In her speech at the annual Conservative Party Conference in Birmingham, the Prime Minister focused at large on the current issues faced within the UK’s housing market, stating that resolving the problems within the ‘broken’ market would be the “biggest domestic policy challenge of our generation”. She went on to say that the only actionable approach to fix the market would be to build more homes, and that it was her personal mission to solve the housing issues.
The last time the UK was building enough homes to meet demand was over 50 years ago, something local councils played a major role in. But with the restrictions caused by the Housing Revenue Account cap, it’s now more difficult than ever to fund developments.
What is the Housing Revenue Account cap?
The current cap limits the amount of money local councils can borrow against their housing revenue account assets, to build new homes with. Before the cap was introduced under the Margaret Thatcher government, councils built around 10,000 homes a year, however that figure has dropped to as low as 100.
The amount of extra investment created by scrapping the House Revenue Account cap could be around £1bn a year, however this figure is down to how many councils wish to borrow money against their assets.
So how will scrapping it help?
Through removing the cap altogether, local councils now have the opportunity to borrow against their Housing Revenue Account assets and use the funds to help build new developments.
In short, it’ll help councils fund much-needed new housing.
Lord Porter, the chairman of the Local Government Association, commented on the news: “It is fantastic that the government has accepted our long-standing call to scrap the housing borrowing cap.
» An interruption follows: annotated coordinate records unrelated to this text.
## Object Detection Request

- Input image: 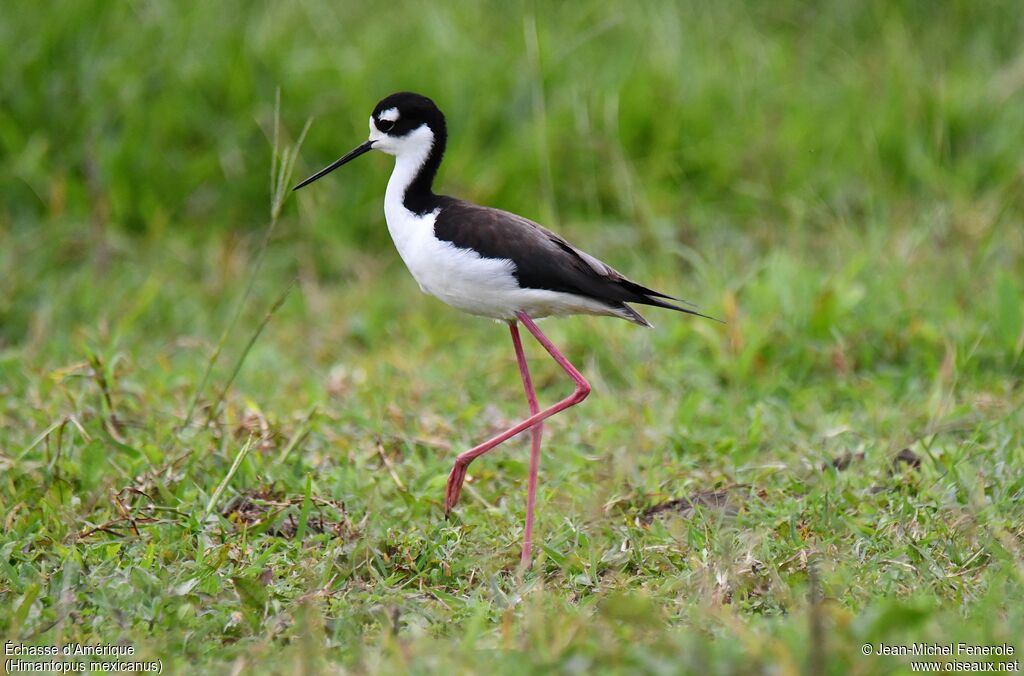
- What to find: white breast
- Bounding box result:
[384,137,616,320]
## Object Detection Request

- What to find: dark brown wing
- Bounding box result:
[434,198,706,316]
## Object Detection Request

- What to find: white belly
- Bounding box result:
[384,203,614,320]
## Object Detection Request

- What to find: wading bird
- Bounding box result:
[294,92,706,566]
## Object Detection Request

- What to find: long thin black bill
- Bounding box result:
[292,140,374,192]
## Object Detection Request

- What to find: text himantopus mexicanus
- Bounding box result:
[294,92,706,566]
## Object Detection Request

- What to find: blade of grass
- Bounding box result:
[181,87,312,429]
[203,279,298,427]
[203,435,253,521]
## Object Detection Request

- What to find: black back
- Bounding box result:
[374,91,710,324]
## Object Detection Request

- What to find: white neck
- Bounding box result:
[384,126,434,218]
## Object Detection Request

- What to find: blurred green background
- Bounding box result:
[0,0,1024,673]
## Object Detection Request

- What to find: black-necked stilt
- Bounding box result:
[294,92,706,565]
We look forward to working with councils and the government to build those good quality affordable new homes and infrastructure that everyone in our communities need.
“Our national housing shortage is one of the most pressing issues we face and it is clear that only an increase of all types of housing – including those for affordable or social rent – will solve the housing crisis.”
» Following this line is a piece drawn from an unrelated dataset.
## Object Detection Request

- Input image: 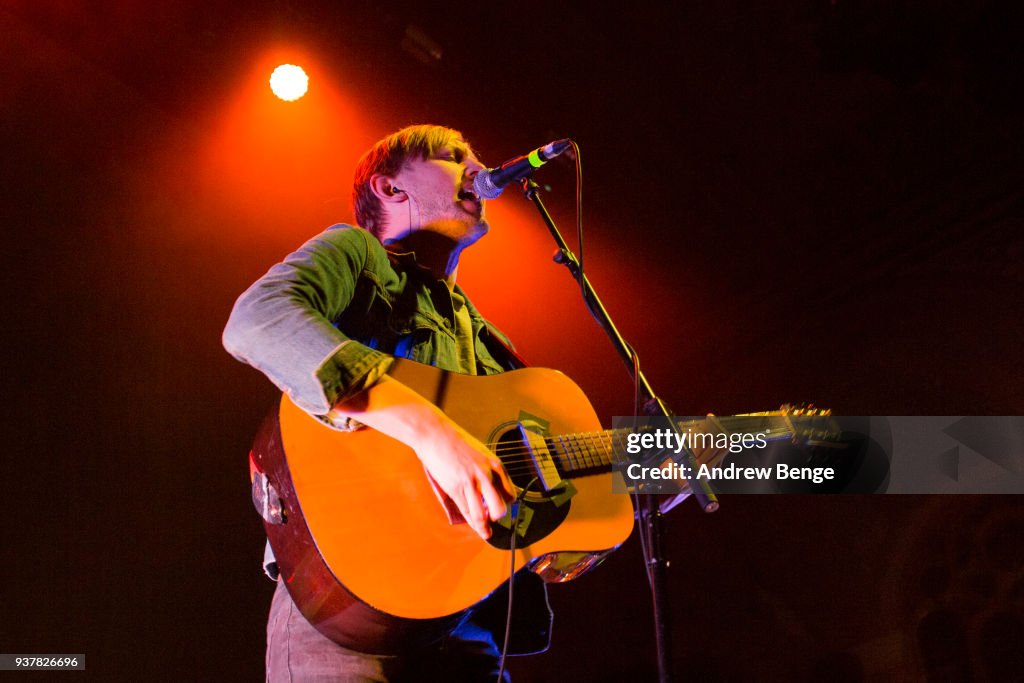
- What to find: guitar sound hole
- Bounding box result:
[487,428,572,549]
The Chartered Institute of Housing welcomed the announcement, describing it as “excellent news”, whilst the Royal Institute of British Architects also said it was “delighted” at the Prime Minister’s decision.
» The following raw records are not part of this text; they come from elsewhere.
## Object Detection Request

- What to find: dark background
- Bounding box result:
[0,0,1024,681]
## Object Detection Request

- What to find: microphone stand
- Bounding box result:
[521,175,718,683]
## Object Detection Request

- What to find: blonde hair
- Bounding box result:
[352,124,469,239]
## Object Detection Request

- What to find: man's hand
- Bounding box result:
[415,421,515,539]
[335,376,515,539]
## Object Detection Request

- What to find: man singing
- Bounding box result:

Help to Buy and stamp duty
In the conference’s closing speech, Theresa May told the audience of the successes of government-backed initiatives such as Help to Buy, stating that over 500,000 people had been able to take their first steps onto the property ladder thanks to these funded schemes.
Mrs May also reiterated her recent announcement around the increased stamp duty rates for those purchasing property in the UK but not paying tax, to stop housing prices being driven upwards due to foreign investment. Overseas individuals will be forced to pay a stamp duty surcharge of between one and three per cent, with the extra taxes being put towards appeasing the UK’s rough sleeping crisis.